Parenting can be the most challenging job in the world; it is an all-day, every-day, in-your-face, in-your-home job that comes with no instructions.  If we are lucky, we had a good example when we were kids, but who can really remember that far back?  We may have even had a bad example when we were kids, which we are more likely to remember and naturally be inclined to make the same mistakes.  So, how can we best parent?  First, be well-rested.  Then, follow these 4 principles to succeed at parenting toddler and preschool aged children.

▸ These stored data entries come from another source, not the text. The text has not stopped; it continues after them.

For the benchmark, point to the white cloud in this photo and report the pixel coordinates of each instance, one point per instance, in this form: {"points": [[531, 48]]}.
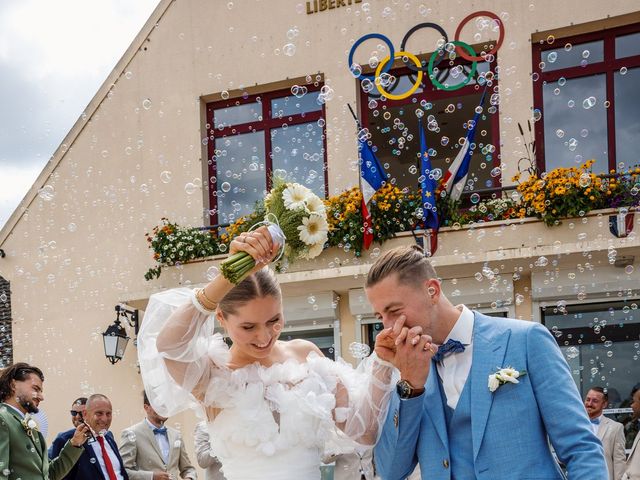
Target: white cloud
{"points": [[15, 182], [53, 58]]}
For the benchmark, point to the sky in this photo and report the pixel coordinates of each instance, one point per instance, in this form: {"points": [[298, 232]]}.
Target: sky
{"points": [[53, 58]]}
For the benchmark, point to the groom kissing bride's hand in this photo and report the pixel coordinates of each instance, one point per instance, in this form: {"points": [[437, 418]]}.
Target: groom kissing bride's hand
{"points": [[408, 349], [495, 389]]}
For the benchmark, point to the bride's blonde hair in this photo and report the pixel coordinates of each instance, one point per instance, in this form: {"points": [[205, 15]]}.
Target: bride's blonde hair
{"points": [[261, 284]]}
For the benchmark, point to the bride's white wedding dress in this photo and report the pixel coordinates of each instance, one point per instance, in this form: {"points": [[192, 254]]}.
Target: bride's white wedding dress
{"points": [[265, 423]]}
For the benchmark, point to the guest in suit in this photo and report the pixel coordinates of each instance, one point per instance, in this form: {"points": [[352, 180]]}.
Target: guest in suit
{"points": [[101, 459], [630, 421], [23, 452], [353, 465], [152, 451], [610, 433], [483, 405], [632, 471], [77, 417], [210, 463]]}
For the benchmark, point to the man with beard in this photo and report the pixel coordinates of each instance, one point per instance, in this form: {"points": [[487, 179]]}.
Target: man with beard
{"points": [[23, 452], [101, 459], [152, 451]]}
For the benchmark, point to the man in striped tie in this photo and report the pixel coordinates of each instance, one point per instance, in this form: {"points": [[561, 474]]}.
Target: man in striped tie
{"points": [[152, 450]]}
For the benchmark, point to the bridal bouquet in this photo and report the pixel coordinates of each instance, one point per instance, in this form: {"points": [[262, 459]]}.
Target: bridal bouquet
{"points": [[296, 219]]}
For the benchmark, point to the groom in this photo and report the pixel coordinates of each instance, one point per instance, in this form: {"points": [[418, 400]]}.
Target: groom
{"points": [[451, 413]]}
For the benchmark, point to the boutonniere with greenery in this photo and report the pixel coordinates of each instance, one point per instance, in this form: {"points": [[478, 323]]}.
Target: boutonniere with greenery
{"points": [[29, 424], [503, 376]]}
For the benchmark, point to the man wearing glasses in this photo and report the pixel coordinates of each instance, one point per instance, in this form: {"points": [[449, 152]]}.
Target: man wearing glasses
{"points": [[77, 417]]}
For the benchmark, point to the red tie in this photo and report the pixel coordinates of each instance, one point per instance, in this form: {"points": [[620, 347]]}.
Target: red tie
{"points": [[107, 460]]}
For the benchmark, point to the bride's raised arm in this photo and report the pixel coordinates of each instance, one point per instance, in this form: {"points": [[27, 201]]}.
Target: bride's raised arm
{"points": [[362, 399], [177, 348]]}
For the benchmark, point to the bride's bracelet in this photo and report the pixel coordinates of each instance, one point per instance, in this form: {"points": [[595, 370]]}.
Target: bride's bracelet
{"points": [[204, 301]]}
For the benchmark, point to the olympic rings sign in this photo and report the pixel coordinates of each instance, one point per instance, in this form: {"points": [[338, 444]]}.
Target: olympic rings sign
{"points": [[462, 49]]}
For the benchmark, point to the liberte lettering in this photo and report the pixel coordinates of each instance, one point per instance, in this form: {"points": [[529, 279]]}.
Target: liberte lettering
{"points": [[316, 6]]}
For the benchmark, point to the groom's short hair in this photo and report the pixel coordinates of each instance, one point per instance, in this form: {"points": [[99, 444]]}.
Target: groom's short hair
{"points": [[409, 263], [605, 395]]}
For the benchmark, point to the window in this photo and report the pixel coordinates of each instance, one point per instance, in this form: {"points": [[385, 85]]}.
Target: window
{"points": [[600, 341], [253, 137], [393, 124], [585, 89], [6, 342]]}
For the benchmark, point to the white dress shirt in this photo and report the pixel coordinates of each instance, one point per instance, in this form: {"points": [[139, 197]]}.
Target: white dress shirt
{"points": [[17, 410], [454, 369], [596, 426], [112, 456], [163, 441]]}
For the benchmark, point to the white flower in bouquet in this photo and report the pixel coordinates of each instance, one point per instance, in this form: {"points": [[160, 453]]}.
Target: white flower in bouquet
{"points": [[314, 251], [295, 196], [315, 205], [295, 216], [314, 229]]}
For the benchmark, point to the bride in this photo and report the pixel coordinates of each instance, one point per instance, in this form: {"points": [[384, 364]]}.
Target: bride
{"points": [[274, 408]]}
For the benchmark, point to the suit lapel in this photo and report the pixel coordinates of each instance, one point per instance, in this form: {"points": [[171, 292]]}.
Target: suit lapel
{"points": [[114, 446], [151, 438], [34, 437], [489, 349], [96, 461], [434, 405], [602, 428]]}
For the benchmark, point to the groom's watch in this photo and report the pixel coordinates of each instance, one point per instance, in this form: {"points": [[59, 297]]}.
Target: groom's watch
{"points": [[406, 391]]}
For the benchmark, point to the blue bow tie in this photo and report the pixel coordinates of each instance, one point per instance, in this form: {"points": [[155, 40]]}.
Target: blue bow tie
{"points": [[452, 346]]}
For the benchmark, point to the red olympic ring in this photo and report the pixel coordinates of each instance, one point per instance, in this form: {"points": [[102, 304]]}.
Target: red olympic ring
{"points": [[482, 13], [458, 49]]}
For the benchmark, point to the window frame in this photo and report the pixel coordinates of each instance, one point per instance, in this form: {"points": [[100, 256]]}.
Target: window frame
{"points": [[609, 66], [265, 125], [431, 93]]}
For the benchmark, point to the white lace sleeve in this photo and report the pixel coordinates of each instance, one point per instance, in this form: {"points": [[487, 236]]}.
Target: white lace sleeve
{"points": [[178, 350], [362, 400]]}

4 principles to succeed at parenting toddler and preschool aged children

  1. Have a relationship with your child.  Play is their language, and reading to them helps them make words their language as they grow.  Set aside time each day to give your undivided attention to your child.  Even 20 minutes a day of play time with you communicates to your child that you care.  Make it a positive experience by not judging his or her play.  With toddlers, you can tell the child about what he or she is doing (Siegel, 2012), mixing narration with interaction.  With preschoolers, be silly and join them in their worlds of imagination and exploration.
  2. Give your child structure.  Structure makes him or her feel safe by giving some predictability.  For example, interrupting your child to take a potty break during potty training is less upsetting if he or she knows it is coming and can expect it.  Similarly, giving preschool age children a two-minute “warning” that in two minutes their activity will change helps them to mentally ‘shift gears’ increases the likelihood they will cooperate when it is time to clean up toys and get ready for lunch, for example.  Structure can include a daily routine, including regular meal/snack/nap times.  A well-rested child with belly that is comfortably full is way more likely to have a good attitude and obey your directives.  
  3. We can influence our children’s behavior with positive reinforcement – encouraging good behavior by giving effective commands, establishing home rules, and using effective punishment procedures (Northey, Wells, Silverman, & Bailey, 2003) such as “time-out” for pushing a sibling.  When done correctly, time-outs actually teach children a life-skill of self-soothing while reinforcing that the behavior that resulted in the time-out is not acceptable.  A time-out can start at the same amount of minutes as the child’s age, but often a child can come down in less time, so adjust accordingly.  It should be in the same safe place in the home. Let it be a time-out…once the child is there and has been calmly told why, do not give him or her any more attention until the timer dings.
  4. Give your child some choices.  “Do you want grapes or a banana?” “Do you want to wear the blue pants or the green pants?” It gives them a sense of control so they are less likely to fight you when they do not have a choice, teaches them you value their opinion which encourages cooperation with you, and gives them practice in making decisions.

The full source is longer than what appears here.